Regression toward the mean plays a role in the so-called "Sophomore Slump," a good example of which is that a player who wins "rookie of the year" typically does less well in his second season. A related phenomenon is called the Sports Illustrated Cover Jinx.
An experiment without a control group can confound regression effects with real effects. For example, consider a hypothetical experiment to evaluate a reading-improvement program. All first graders in a school district were given a reading achievement test and the \(50\) lowest-scoring readers were enrolled in the program. The students were retested following the program and the mean improvement was large. Does this necessarily mean the program was effective? No, it could be that the initial poor performance of the students was due, in part, to bad luck.
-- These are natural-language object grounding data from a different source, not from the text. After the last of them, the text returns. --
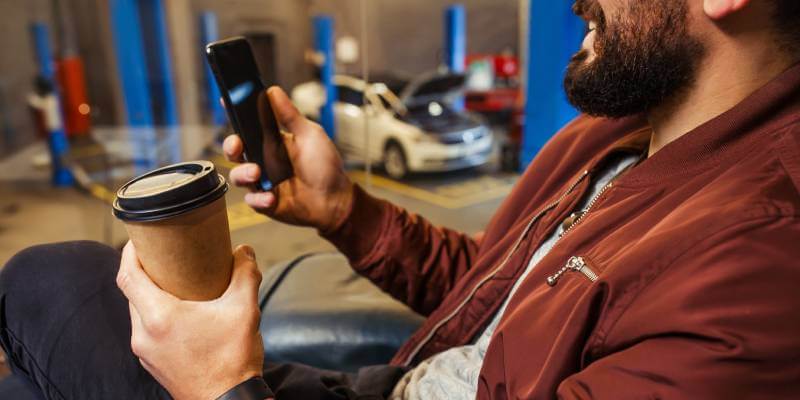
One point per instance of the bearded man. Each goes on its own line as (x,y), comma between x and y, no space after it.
(650,251)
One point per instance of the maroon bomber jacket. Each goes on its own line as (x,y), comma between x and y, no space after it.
(681,282)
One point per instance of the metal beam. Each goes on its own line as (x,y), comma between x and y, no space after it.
(209,33)
(554,34)
(323,44)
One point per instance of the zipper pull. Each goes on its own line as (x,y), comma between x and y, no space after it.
(576,264)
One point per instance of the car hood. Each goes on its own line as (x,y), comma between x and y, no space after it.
(435,86)
(447,122)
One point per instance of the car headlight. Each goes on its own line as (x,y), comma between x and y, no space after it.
(425,138)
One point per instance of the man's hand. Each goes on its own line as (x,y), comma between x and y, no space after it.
(319,194)
(196,350)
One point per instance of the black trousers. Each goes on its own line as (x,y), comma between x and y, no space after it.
(65,327)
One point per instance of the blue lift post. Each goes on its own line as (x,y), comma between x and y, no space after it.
(323,44)
(554,35)
(455,42)
(209,32)
(131,61)
(57,139)
(162,85)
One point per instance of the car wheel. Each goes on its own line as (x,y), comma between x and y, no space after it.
(394,161)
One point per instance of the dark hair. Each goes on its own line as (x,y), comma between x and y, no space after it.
(787,15)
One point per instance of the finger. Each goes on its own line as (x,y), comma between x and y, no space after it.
(245,174)
(245,277)
(140,290)
(286,113)
(233,148)
(261,201)
(138,333)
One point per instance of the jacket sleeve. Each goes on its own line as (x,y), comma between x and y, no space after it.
(721,322)
(405,255)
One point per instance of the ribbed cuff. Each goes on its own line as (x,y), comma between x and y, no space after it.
(357,235)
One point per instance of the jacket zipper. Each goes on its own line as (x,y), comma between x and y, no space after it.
(494,272)
(577,264)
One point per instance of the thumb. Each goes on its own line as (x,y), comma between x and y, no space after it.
(137,286)
(286,113)
(245,277)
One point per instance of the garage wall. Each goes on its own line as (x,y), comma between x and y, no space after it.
(17,70)
(407,37)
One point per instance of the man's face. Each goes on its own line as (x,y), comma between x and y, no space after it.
(637,55)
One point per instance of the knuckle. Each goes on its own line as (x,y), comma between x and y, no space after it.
(123,280)
(138,346)
(158,324)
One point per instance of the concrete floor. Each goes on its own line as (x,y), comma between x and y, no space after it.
(33,212)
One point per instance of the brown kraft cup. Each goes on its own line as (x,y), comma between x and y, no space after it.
(177,220)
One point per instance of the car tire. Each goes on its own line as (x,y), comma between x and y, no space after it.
(394,161)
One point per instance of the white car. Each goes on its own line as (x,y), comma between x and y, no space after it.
(418,132)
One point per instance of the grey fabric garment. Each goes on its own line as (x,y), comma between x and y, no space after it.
(453,374)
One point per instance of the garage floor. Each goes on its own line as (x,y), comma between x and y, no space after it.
(32,212)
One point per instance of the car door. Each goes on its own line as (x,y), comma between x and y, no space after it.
(349,113)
Their luck would be expected to improve in the retest, which would increase their scores with or without the treatment program.
For a real example, consider an experiment that sought to determine whether the drug propranolol would increase the SAT scores of students thought to have test anxiety. Propranolol was given to \(25\) high school students chosen because IQ tests and other academic performance indicated that they had not done as well as expected on the SAT. On a retest taken after receiving propranolol, students improved their SAT scores an average of \(120\) points. This was a significantly greater increase than the \(38\) points expected simply on the basis of having taken the test before. The problem with the study is that the method of selecting students likely resulted in a disproportionate number of students who had bad luck when they first took the SAT. Consequently, these students would likely have increased their scores on a retest with or without the propranolol. This is not to say that propranolol had no effect. However, since possible propranolol effects and regression effects were confounded, no firm conclusions should be drawn.
Randomly assigning students to either the propranolol group or a control group would have improved the experimental design. Since the regression effects would then not have been systematically different for the two groups, a significant difference would have provided good evidence for a propranolol effect.